The L13/S13 SNP was first identified at the University of Central Florida in 2006 as the U13 SNP, but prior to the publication of the details of this research in 2009,[10] the SNP was also independently identified in 2008 at Family Tree DNA in Houston, Texas, as L13 and at Ethnoancestry in England as S13 and made available for public testing. The technical specifications are given as.....Y chromosome location rs9786706.....forward primer is GTGGTAACAGCTCCTGGTGAG.....reverse primer is TGCTGCTTTGGTTAACTGTCC...the mutation involves a change from C to T.[10]

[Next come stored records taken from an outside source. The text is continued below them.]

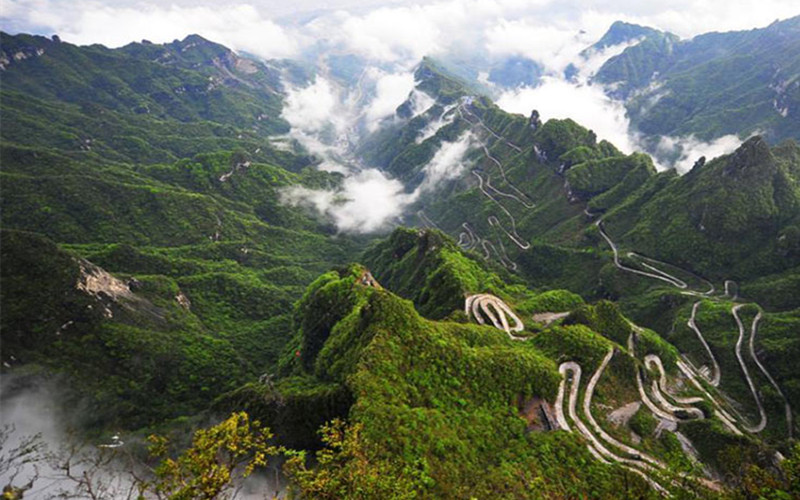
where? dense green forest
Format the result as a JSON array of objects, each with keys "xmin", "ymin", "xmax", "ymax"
[{"xmin": 0, "ymin": 26, "xmax": 800, "ymax": 498}]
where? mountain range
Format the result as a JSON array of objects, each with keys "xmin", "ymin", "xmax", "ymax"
[{"xmin": 0, "ymin": 18, "xmax": 800, "ymax": 498}]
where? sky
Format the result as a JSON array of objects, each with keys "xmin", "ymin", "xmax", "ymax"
[
  {"xmin": 0, "ymin": 0, "xmax": 800, "ymax": 59},
  {"xmin": 0, "ymin": 0, "xmax": 800, "ymax": 232}
]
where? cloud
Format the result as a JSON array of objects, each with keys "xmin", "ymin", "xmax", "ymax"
[
  {"xmin": 281, "ymin": 132, "xmax": 474, "ymax": 234},
  {"xmin": 365, "ymin": 70, "xmax": 414, "ymax": 132},
  {"xmin": 282, "ymin": 169, "xmax": 417, "ymax": 233},
  {"xmin": 3, "ymin": 0, "xmax": 300, "ymax": 58},
  {"xmin": 655, "ymin": 135, "xmax": 742, "ymax": 173},
  {"xmin": 497, "ymin": 77, "xmax": 636, "ymax": 153},
  {"xmin": 419, "ymin": 131, "xmax": 475, "ymax": 192}
]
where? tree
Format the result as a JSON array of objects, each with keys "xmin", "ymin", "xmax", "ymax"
[
  {"xmin": 143, "ymin": 412, "xmax": 283, "ymax": 500},
  {"xmin": 284, "ymin": 419, "xmax": 416, "ymax": 500}
]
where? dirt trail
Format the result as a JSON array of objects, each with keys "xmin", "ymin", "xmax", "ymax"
[
  {"xmin": 686, "ymin": 301, "xmax": 722, "ymax": 387},
  {"xmin": 731, "ymin": 304, "xmax": 767, "ymax": 433}
]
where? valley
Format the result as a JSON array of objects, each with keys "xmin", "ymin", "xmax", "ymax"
[{"xmin": 0, "ymin": 10, "xmax": 800, "ymax": 498}]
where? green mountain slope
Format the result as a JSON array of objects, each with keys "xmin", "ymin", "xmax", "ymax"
[
  {"xmin": 595, "ymin": 17, "xmax": 800, "ymax": 143},
  {"xmin": 0, "ymin": 34, "xmax": 356, "ymax": 428}
]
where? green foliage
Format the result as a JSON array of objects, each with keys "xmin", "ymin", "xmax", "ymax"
[
  {"xmin": 142, "ymin": 412, "xmax": 281, "ymax": 500},
  {"xmin": 565, "ymin": 300, "xmax": 632, "ymax": 345},
  {"xmin": 364, "ymin": 228, "xmax": 502, "ymax": 319}
]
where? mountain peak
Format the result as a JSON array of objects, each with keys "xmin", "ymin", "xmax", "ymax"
[
  {"xmin": 592, "ymin": 21, "xmax": 665, "ymax": 49},
  {"xmin": 722, "ymin": 135, "xmax": 775, "ymax": 179}
]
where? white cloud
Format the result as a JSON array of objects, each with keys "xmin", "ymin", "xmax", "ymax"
[
  {"xmin": 656, "ymin": 135, "xmax": 742, "ymax": 173},
  {"xmin": 282, "ymin": 76, "xmax": 342, "ymax": 132},
  {"xmin": 419, "ymin": 131, "xmax": 474, "ymax": 192},
  {"xmin": 497, "ymin": 77, "xmax": 636, "ymax": 153},
  {"xmin": 283, "ymin": 169, "xmax": 417, "ymax": 233},
  {"xmin": 416, "ymin": 103, "xmax": 458, "ymax": 144},
  {"xmin": 365, "ymin": 70, "xmax": 414, "ymax": 131}
]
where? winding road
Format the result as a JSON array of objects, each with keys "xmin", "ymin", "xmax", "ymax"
[
  {"xmin": 464, "ymin": 293, "xmax": 526, "ymax": 340},
  {"xmin": 749, "ymin": 310, "xmax": 792, "ymax": 439},
  {"xmin": 686, "ymin": 301, "xmax": 722, "ymax": 387},
  {"xmin": 472, "ymin": 170, "xmax": 531, "ymax": 250},
  {"xmin": 595, "ymin": 219, "xmax": 689, "ymax": 290}
]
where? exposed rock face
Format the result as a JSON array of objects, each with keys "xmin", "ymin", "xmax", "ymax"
[
  {"xmin": 722, "ymin": 135, "xmax": 777, "ymax": 180},
  {"xmin": 528, "ymin": 109, "xmax": 542, "ymax": 132}
]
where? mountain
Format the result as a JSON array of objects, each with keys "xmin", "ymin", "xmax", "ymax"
[
  {"xmin": 0, "ymin": 33, "xmax": 800, "ymax": 498},
  {"xmin": 594, "ymin": 17, "xmax": 800, "ymax": 144},
  {"xmin": 0, "ymin": 34, "xmax": 355, "ymax": 428}
]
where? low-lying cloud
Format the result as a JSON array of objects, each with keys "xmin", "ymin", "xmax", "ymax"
[
  {"xmin": 419, "ymin": 131, "xmax": 475, "ymax": 191},
  {"xmin": 282, "ymin": 169, "xmax": 416, "ymax": 233},
  {"xmin": 655, "ymin": 135, "xmax": 742, "ymax": 173},
  {"xmin": 497, "ymin": 76, "xmax": 636, "ymax": 153},
  {"xmin": 282, "ymin": 132, "xmax": 475, "ymax": 233}
]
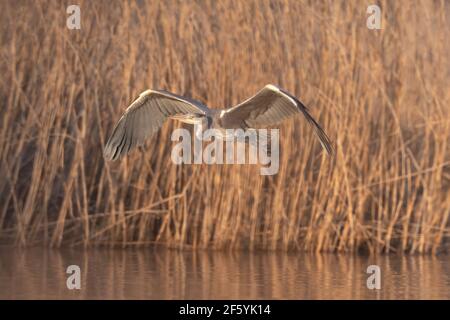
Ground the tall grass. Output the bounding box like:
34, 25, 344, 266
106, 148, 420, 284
0, 0, 450, 253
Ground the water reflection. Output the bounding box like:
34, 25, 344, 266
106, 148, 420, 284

The G2a3b1a1a subgroup is most common in north central Europe and is found in almost all places in Europe where other types of G are seen, but this subgroup seems rare in almost all countries outside Europe. Some atypical marker values seen outside Europe make L13+ persons hard to identify based on marker values, and the L13+ status may be more common in such places as the Caucasus Mountain region than presently suggested. The Haplogroup G Project has also collected samples from the Middle East, Iran and Caucasus Mountain region with mutated marker values similar to the European G2a3b1a1 men, especially at STR markers DYS385 and YCA. But the similarities could be only coincidental due to lack of SNP testing.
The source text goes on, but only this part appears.